Not a problem because it's possible to check if the code is verbatim from the tr...

AlotOfReading · on June 30, 2021

It's not clear to me that verbatim would be the only issue. It might produce lines that are similar, but not identical.

The underlying question is whether the output is a derivative work of the training set? Sidestepping similar issues is why GCC and LLVM have compiler exemptions in their respective licenses.

visarga · on June 30, 2021

If simple snippet similarity is enough to trigger the GPL copyright defense I think it goes too far. Seems like GPL has become an obstacle to invention. I learned to run away when I see it.

AlotOfReading · on June 30, 2021

It's not limited to similar or identical code.
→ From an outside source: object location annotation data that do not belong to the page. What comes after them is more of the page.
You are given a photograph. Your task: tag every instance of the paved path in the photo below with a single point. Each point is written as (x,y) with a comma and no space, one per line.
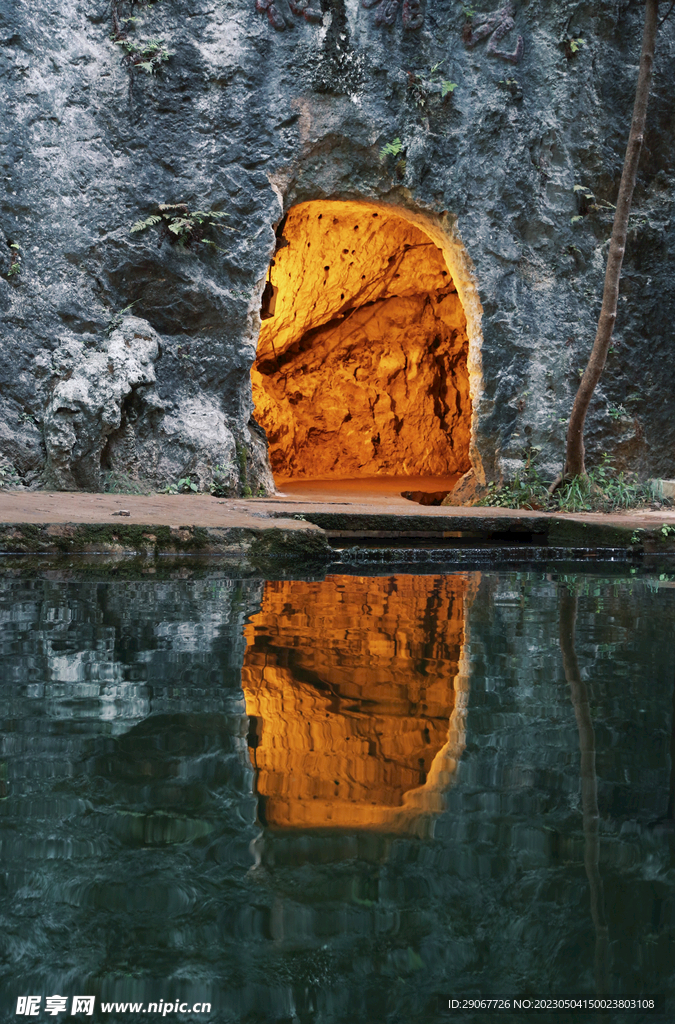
(203,510)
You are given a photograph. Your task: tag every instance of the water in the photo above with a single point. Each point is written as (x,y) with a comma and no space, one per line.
(337,801)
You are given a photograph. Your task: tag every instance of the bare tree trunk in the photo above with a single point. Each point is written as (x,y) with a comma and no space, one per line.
(590,811)
(575,455)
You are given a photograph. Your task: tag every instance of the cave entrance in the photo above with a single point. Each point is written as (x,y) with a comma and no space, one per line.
(361,370)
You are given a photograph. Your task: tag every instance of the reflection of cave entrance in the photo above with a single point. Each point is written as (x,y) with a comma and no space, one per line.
(362,363)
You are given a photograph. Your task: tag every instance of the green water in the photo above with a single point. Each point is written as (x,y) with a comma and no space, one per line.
(138,861)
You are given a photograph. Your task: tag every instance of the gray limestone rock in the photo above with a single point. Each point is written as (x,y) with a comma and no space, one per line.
(247,120)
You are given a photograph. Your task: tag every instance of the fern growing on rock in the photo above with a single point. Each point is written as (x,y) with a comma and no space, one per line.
(180,224)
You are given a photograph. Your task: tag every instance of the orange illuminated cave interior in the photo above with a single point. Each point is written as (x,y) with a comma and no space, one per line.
(362,361)
(356,697)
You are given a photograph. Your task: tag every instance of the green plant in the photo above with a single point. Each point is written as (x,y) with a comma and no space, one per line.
(148,56)
(601,491)
(421,86)
(184,485)
(9,477)
(180,224)
(117,482)
(392,148)
(15,260)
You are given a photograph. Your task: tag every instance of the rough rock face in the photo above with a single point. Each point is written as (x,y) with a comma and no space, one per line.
(245,119)
(362,371)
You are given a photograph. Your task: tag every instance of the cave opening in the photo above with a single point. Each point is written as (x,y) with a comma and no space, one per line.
(361,373)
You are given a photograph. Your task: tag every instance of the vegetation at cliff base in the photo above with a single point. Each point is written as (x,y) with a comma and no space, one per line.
(600,489)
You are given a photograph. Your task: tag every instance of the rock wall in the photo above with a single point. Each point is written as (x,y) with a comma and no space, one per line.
(248,113)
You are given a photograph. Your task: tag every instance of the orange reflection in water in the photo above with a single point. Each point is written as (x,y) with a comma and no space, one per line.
(357,694)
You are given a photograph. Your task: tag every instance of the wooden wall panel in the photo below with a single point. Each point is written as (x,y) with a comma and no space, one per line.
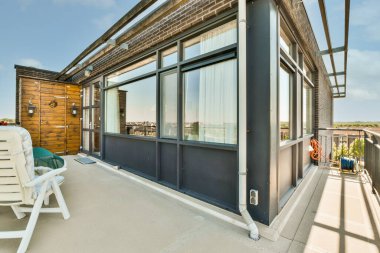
(53,128)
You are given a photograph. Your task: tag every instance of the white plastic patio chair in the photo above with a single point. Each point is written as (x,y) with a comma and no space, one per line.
(19,185)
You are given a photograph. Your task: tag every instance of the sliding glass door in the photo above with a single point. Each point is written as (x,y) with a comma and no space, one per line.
(91,120)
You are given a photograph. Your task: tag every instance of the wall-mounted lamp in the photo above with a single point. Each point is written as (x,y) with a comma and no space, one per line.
(31,108)
(88,71)
(74,110)
(111,42)
(124,46)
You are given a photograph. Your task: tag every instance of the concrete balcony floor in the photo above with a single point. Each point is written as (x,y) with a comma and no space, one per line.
(110,213)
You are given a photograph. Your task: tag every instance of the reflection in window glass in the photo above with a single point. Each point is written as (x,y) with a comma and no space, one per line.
(169,57)
(169,105)
(307,72)
(95,94)
(86,118)
(219,37)
(86,140)
(86,96)
(135,70)
(284,97)
(95,143)
(285,43)
(131,108)
(210,103)
(96,119)
(307,110)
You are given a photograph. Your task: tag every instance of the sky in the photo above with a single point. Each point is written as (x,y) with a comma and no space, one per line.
(49,34)
(363,71)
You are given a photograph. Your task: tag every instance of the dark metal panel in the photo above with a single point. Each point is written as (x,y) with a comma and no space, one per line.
(262,73)
(134,154)
(168,163)
(285,171)
(211,173)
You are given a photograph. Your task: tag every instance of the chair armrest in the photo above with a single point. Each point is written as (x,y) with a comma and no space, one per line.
(46,176)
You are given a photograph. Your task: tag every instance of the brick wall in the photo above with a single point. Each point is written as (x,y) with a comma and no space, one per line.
(322,95)
(183,15)
(323,100)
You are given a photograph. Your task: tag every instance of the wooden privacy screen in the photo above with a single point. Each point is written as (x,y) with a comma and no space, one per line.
(52,126)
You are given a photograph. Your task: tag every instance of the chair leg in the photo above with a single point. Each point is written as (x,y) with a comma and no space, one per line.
(33,219)
(47,200)
(17,212)
(60,199)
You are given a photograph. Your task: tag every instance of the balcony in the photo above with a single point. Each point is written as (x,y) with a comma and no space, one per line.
(114,211)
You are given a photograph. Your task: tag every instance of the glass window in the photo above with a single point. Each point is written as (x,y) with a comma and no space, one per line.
(131,108)
(307,72)
(86,140)
(219,37)
(169,105)
(86,118)
(284,97)
(285,43)
(210,103)
(169,57)
(86,96)
(135,70)
(96,94)
(307,110)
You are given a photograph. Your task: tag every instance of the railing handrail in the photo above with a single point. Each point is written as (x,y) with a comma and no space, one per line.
(377,134)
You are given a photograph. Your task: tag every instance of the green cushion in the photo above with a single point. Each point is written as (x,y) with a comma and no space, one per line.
(45,158)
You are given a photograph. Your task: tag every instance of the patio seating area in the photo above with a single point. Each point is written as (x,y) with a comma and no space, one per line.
(110,213)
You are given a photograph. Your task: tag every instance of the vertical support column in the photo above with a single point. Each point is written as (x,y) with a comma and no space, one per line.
(262,116)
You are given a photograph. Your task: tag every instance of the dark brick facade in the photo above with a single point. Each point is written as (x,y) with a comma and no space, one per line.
(183,15)
(296,12)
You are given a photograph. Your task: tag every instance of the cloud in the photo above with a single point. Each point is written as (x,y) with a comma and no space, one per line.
(95,3)
(30,62)
(365,15)
(104,22)
(363,75)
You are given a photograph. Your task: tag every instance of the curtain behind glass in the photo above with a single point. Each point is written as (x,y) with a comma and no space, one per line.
(112,111)
(218,103)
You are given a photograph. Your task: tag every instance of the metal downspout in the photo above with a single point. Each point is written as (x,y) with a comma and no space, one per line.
(254,232)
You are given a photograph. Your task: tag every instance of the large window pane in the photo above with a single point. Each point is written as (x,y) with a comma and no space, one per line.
(219,37)
(284,97)
(131,108)
(169,57)
(169,105)
(210,103)
(307,110)
(285,43)
(96,94)
(86,118)
(86,96)
(135,70)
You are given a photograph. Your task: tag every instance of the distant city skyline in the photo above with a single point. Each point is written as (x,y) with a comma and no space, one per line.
(49,34)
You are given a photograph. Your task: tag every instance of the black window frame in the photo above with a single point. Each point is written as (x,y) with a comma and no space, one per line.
(216,56)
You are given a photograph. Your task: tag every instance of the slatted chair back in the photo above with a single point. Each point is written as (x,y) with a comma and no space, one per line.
(13,171)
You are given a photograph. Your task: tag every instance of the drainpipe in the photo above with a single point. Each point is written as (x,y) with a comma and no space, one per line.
(253,230)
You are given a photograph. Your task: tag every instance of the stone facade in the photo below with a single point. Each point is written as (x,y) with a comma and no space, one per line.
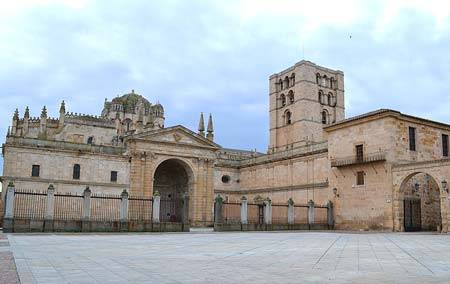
(364,165)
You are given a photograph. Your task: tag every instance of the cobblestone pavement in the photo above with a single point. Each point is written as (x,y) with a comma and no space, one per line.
(8,272)
(275,257)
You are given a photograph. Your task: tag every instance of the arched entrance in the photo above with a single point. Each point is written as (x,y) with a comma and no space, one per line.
(420,203)
(173,180)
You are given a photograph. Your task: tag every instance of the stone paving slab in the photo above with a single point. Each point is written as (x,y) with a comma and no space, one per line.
(8,272)
(252,257)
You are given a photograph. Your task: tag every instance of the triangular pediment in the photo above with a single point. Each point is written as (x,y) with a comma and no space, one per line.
(175,135)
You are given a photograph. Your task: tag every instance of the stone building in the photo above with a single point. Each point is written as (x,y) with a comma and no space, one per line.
(383,170)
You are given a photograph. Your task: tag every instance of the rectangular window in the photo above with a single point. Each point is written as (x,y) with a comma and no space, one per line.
(76,171)
(113,176)
(412,139)
(35,170)
(359,153)
(360,178)
(445,145)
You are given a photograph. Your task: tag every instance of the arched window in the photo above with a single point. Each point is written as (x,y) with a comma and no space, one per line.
(283,100)
(325,81)
(320,96)
(291,97)
(287,117)
(324,117)
(76,171)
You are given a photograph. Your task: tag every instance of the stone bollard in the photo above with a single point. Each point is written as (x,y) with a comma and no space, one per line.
(291,213)
(156,207)
(310,212)
(244,212)
(9,206)
(85,223)
(124,211)
(267,211)
(50,203)
(218,218)
(330,219)
(49,214)
(185,223)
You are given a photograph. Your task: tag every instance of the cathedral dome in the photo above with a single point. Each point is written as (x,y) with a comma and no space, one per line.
(130,101)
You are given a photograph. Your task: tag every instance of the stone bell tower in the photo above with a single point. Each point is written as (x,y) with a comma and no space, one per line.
(303,99)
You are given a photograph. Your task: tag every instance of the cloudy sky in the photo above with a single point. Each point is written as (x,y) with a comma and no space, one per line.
(216,56)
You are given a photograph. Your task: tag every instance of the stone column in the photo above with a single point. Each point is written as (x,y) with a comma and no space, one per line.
(311,212)
(49,214)
(50,203)
(124,211)
(244,213)
(186,209)
(330,218)
(85,223)
(9,204)
(218,218)
(291,213)
(267,211)
(8,220)
(156,206)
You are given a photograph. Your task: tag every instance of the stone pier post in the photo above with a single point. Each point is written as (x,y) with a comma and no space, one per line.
(9,204)
(267,211)
(85,223)
(330,218)
(156,206)
(311,212)
(49,214)
(218,218)
(291,213)
(244,212)
(124,211)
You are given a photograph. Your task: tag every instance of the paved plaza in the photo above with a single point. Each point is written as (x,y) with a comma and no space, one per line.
(265,257)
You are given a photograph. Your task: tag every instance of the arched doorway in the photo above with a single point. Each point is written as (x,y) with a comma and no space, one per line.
(173,179)
(421,206)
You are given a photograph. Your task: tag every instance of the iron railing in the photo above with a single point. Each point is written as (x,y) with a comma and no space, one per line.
(355,160)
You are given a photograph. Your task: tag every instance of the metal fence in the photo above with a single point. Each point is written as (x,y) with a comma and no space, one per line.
(30,204)
(105,207)
(231,213)
(320,215)
(255,213)
(301,214)
(171,210)
(68,206)
(280,213)
(140,208)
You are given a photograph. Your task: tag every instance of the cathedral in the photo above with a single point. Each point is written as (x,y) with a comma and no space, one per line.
(382,170)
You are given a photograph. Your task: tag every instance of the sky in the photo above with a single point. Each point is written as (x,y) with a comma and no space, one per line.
(216,57)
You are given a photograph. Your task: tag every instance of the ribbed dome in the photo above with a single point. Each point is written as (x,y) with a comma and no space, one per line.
(130,101)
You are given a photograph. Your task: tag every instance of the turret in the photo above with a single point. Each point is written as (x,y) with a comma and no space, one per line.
(26,120)
(15,122)
(43,128)
(210,129)
(62,114)
(201,126)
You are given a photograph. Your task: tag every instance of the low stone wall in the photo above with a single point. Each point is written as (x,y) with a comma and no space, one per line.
(36,226)
(269,227)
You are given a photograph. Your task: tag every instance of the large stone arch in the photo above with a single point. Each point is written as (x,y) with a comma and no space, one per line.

The issue applies to anything 'derived' from copyrighted code. The issue is simply most visible with similar or identical code.

If you have code from an independent origin, this issue doesn't apply. That's how clean room designs bypass copyright. Similarly if the upstream code waives its copyright in certain types of derived works (compiler/runtime exemptions), it doesn't apply.

klipt · on June 30, 2021

So if you work on an open source project and learn some techniques from it, and then in your day job you use a similar technique, is that a copyright violation?

Basically does reading GPL code pollute your brain and make it impossible to work for pay later?

If so you should only ever read BSD code, not GPL.

throwawayboise · on June 30, 2021

> Basically does reading GPL code pollute your brain and make it impossible to work for pay later?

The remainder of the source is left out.